What is shame? What is its purpose? How do we overcome it?

Shame is an internally-directed sense of inadequacy, unworthiness, dishonour, regret, or disconnection. It causes us to perceive ourselves as defective, ugly, incompetent, or stupid. We feel ashamed not because of what we do, but because of who we are. For these reasons, we hide. In social contexts, we avoid the emergence of shame in order not to feel valueless, inadequate, or deficient.

We all have shame. Its psychological purpose is to stop us upsetting the norms of our social groups so we can stay connected and inside the group - maintaining a sense of belonging - by pushing us towards “accepted” behaviours. But shame is a pernicious feeling, keeps us small, invisible, not-brave, and it festers in the darkness and the silence.

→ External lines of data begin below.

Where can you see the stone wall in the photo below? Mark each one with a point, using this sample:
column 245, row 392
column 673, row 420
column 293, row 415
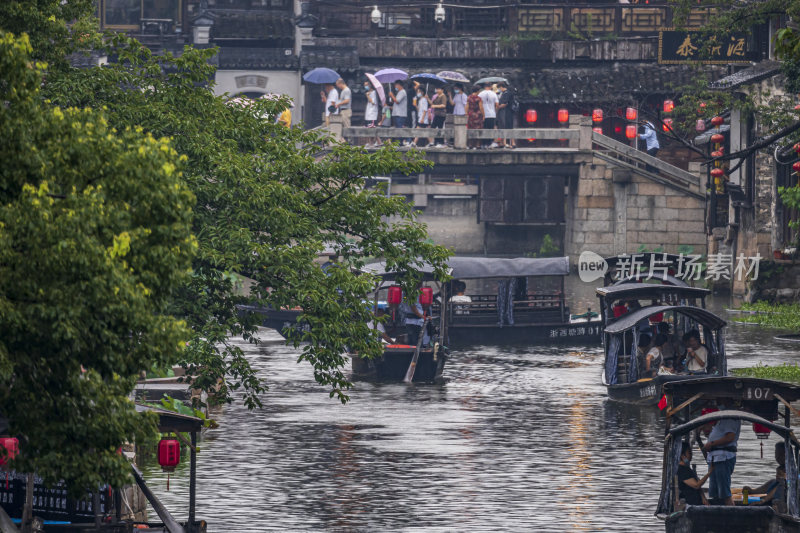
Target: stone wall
column 616, row 211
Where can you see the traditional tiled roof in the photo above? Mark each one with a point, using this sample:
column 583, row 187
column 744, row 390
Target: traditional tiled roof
column 754, row 74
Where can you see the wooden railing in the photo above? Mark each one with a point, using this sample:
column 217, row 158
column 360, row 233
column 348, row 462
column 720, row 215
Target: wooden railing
column 577, row 135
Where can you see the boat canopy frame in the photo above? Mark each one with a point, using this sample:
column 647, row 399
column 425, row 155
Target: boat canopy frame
column 621, row 339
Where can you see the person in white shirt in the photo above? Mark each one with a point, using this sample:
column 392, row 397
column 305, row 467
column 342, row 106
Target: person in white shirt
column 329, row 98
column 460, row 298
column 490, row 100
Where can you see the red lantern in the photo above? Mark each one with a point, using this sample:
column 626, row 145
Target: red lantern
column 11, row 447
column 395, row 296
column 169, row 453
column 426, row 296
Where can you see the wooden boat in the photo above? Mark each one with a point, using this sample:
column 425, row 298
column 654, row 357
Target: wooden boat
column 752, row 400
column 102, row 511
column 645, row 267
column 682, row 307
column 537, row 313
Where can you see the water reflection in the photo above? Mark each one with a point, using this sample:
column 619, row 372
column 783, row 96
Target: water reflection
column 518, row 438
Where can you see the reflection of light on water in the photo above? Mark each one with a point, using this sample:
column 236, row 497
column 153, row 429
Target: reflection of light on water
column 578, row 491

Brene Brown is perhaps the best known researcher of shame, because of her hugely successful 2011 TED talk. I periodically re-watch that talk because the messages are so powerful and so empowering. Embrace your vulnerabilities, they are what make you human and lovable and powerful, and being those things makes you successful and, perhaps most importantly, happy and fulfilled. They are also what enable other people to connect to you on a very human level.

In another of her TED talks, Brene also says: Empathy is the antidote to shame. That’s empathy towards ourselves and our experience and our feelings about ourselves. Once we allow ourselves to feel empathy, we begin to treat ourselves with compassion, understanding, kindness. We realise that we are not defective, merely human, and that our experience, all of it, is what makes us the people we are today.

That realisation enables us to let go of shame, and to recognise that we can choose how we move through life. We may not be able to stop the feelings of shame entirely, but we can decide how to behave in the face of them. We can step forward and have that conversation. We can connect with others. We can take risks. We can push ourselves. We can, to use that well-known expression, feel the fear and do it anyway.

And by doing, even in the face of shame, our confidence and self-belief grow. We learn to stand tall, to open our arms and embrace the world around us, to trust our experience and move forward towards the life we want to be living.